In case you’ve got a very nice chinchilla house for your furry pet and you are now wondering what toys you can buy to provide the right amount of fun, but also keep everything safe, then this article will surely help you out. Chinchillas are very active animals that simply love to chew, so going for toys that fit this purpose is an excellent idea.
These small rodents are very fond of wood, this also having a positive impact on their health since the habit of chewing keeps their teeth sharp and trimmed. However, not all wood types are indicated for a chinchilla since some can be toxic.
How to choose the right toys
Of course, you should get the wood from stores that sell toys and pieces of wood specially made for chinchillas. One of the first things you should be careful about is for the wood not to have any kind of glue or paint (unless it’s made clear that rodents can ingest it).
Some pieces of wood can also go through various treatments that might make them less than safe, so always try to choose an alternative as natural as possible. If you are not sure if a certain product or toy is safe for your chinchilla, don’t hesitate to ask for details either from customer support representatives or, the safest bet, from your pet’s vet.
Since we’re talking about safe toys, you should also steer clear of those containing plastic elements. Chinchillas have a sensitive digestive tract so you don’t want your pet to be chewing onto something that might put his or her health at risk. Plastic parts can be easily chewed on and ingested, so they should be avoided.
Safe types of wood
The good part is that you can choose from a wide range of wood types that are safe for your chinchilla. This list includes vines and woods such as blackberry, crabapple, grapevine, kiwi, hawthorn, blackcurrant, pecan, quince, rose hip, and mulberry. You can also go for bamboo, willow (however, not white willow, so be careful), sycamore, poplar, elm, or pine.
Certain flowering trees are also safe to give to a chinchilla. These include ash, cholla, aspen, arbutus, cottonwood, magnolia, manzanita, and dogwood. However, you should always read the label, in case you are getting the wood from a store, and make sure that it hasn’t been treated with any potentially toxic substances.
Types of wood to avoid
The list of woods that should be avoided since they are harmful to a chinchilla is equally long. Until you get very familiar with what you should purchase, you might want to write these on something for when you go shopping for treats for your little friend.
You should avoid any type of wood or branches from some evergreen trees, as well as from fruit-producing ones. The list includes apricot, almond, beech, blackwood, cashew, buckthorn, cedar, chestnut, cherry, as well as citrus ones (lemon, lime, tangerine, orange, or grapefruit).
However, it doesn’t finish here, and you should also consider chokeberry, ebony, eucalyptus, ginkgo, mahogany, mango, maple, myrtle, mesquite, peach, plum, prune, nectarine, and white willow in the same unsafe category.
Moreover, you want to stay away from manufactured plywood that can include harmful glue. Pine that hasn’t been through the kiln drying process falls in the same category as well.
Getting the wood ready
Once you have the wood, especially if it’s organic and not bought from a manufacturer which makes toys especially for chinchillas and other rodents, you will need to prepare it before allowing your little friend to have his or her fun chewing on it.
The first thing you need to do in order to make sure that your pet is able to handle it is to break it up into pieces of approximately 5 inches. They shouldn’t be larger though since chinchillas might have trouble getting a grip on them.
The next step is to boil the wood for around 15 or 20 minutes, and afterward scrub off any tannins or remaining detritus that might get in the way. You can easily do this with a scrubber or a toothbrush. Soaking the wood in hot water and scrubbing it is also a solution. At the end of the process, the water should run clear.
There is an exception to this previous step, namely lichens. If you can see that the wood has this, it’s best to not use it for your chinchilla at all. These composite organisms permeate deep levels of wood and you will not be able to get them out no matter how much boiling and scrubbing you do.

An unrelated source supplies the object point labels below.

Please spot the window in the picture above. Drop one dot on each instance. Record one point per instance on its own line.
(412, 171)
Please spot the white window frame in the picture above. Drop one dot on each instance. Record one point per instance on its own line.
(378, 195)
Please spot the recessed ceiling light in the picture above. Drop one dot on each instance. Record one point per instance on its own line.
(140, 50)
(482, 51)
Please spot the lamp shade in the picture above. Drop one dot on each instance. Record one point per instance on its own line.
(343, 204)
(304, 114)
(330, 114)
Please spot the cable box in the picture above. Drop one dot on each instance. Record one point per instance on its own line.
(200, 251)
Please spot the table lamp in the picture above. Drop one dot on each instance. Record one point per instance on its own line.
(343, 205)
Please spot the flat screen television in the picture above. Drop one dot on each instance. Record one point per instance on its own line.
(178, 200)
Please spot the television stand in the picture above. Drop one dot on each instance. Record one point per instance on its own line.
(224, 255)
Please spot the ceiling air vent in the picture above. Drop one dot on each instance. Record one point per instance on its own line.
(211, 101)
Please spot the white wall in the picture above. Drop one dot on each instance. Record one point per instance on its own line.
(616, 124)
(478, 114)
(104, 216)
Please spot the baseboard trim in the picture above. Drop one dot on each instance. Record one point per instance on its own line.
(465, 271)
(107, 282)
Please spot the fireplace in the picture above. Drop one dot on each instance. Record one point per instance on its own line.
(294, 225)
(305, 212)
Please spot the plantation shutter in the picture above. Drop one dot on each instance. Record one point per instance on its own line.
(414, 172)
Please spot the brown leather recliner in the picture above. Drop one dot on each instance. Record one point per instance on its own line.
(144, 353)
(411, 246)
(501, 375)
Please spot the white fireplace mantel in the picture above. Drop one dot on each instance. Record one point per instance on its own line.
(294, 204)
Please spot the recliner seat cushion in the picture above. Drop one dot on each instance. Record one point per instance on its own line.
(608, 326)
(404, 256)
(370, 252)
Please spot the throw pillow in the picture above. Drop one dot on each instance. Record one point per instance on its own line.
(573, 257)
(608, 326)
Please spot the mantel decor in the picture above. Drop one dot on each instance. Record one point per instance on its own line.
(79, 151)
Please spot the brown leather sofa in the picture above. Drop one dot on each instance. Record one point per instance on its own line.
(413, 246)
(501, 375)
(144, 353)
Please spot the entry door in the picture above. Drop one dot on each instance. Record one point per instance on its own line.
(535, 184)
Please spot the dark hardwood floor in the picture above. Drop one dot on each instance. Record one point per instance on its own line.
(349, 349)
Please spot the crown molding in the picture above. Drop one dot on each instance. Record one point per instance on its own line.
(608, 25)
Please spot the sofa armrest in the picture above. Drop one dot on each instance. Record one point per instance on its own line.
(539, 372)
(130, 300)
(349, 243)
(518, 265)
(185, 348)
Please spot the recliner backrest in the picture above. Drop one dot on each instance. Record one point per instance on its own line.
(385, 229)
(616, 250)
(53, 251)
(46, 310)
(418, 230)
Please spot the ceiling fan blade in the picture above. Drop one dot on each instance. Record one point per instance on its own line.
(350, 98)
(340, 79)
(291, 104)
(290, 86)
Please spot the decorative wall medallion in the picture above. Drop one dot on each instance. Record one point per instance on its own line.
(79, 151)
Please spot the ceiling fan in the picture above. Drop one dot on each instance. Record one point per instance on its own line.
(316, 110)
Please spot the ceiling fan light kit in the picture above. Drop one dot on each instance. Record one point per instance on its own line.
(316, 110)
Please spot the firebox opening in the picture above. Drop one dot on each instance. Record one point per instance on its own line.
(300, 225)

Once you are done boiling and scrubbing the wood, and the water runs clean, this step is done and you can spread the sticks out on a towel to air dry them. If you want to, you can also place the sticks in an oven, once they are completely dry, and heat them in order to thermally remove any germs and organisms that might still be there.

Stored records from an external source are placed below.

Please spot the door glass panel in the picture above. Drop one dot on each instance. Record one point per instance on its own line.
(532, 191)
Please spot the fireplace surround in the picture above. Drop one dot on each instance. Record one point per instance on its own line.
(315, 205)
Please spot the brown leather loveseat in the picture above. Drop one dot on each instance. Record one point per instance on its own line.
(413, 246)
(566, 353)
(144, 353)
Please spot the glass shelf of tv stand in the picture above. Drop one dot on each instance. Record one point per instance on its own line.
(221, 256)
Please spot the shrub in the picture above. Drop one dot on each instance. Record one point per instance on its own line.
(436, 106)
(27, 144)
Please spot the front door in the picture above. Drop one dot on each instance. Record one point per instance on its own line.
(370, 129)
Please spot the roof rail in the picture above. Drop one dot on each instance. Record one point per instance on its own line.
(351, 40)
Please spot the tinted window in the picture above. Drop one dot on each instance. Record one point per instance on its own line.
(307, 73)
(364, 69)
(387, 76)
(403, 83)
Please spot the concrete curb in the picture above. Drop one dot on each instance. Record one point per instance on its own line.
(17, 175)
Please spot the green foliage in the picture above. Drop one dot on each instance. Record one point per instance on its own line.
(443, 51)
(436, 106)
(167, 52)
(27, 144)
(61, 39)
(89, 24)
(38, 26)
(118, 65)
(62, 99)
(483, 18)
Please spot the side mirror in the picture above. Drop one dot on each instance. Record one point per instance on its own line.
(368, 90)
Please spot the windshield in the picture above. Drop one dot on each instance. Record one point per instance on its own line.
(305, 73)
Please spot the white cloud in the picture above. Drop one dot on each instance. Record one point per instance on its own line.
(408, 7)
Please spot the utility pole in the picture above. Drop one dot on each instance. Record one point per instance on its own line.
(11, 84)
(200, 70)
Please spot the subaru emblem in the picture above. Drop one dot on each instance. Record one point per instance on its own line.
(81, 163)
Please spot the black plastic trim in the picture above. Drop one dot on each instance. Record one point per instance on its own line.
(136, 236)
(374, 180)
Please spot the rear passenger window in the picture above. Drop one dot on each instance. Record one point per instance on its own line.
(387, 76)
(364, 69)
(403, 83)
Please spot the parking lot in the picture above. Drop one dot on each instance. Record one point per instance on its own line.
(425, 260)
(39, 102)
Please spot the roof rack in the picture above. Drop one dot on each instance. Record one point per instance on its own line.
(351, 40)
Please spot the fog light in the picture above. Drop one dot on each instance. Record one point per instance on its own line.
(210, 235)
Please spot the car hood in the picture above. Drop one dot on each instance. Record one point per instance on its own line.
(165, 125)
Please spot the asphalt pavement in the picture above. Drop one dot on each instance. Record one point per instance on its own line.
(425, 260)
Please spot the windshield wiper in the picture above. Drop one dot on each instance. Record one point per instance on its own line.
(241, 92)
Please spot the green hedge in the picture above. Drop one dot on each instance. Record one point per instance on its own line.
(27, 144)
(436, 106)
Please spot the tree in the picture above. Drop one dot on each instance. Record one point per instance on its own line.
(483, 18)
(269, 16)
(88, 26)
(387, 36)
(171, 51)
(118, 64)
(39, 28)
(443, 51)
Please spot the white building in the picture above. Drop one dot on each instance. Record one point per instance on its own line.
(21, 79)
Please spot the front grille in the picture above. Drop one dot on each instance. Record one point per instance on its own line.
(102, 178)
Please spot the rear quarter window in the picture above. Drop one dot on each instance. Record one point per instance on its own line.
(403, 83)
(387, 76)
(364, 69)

However, this is an optional step, so it’s up to you if you decide to do it. After this entire process, the wood sticks are ready for your chinchilla to enjoy, and the amount he or she is going to get it’s just a matter of preferences.
Keeping it safe
If you don’t want to prepare the sticks and wood yourself, you can obviously always buy some from pet stores, online, or from various retailers. However, as we’ve mentioned, you should avoid any kind of wood that has been treated with pesticides, fungicides, or herbicides. These substances cannot be removed from the wood, so avoid them at any cost.
The best approach is to go for organic sources that can ensure the wood has not been treated or contaminated in any way. If you follow the guidelines above, you have every chance to keep your chinchilla happy and healthy from every point of view, so that you can both enjoy as much time together as possible.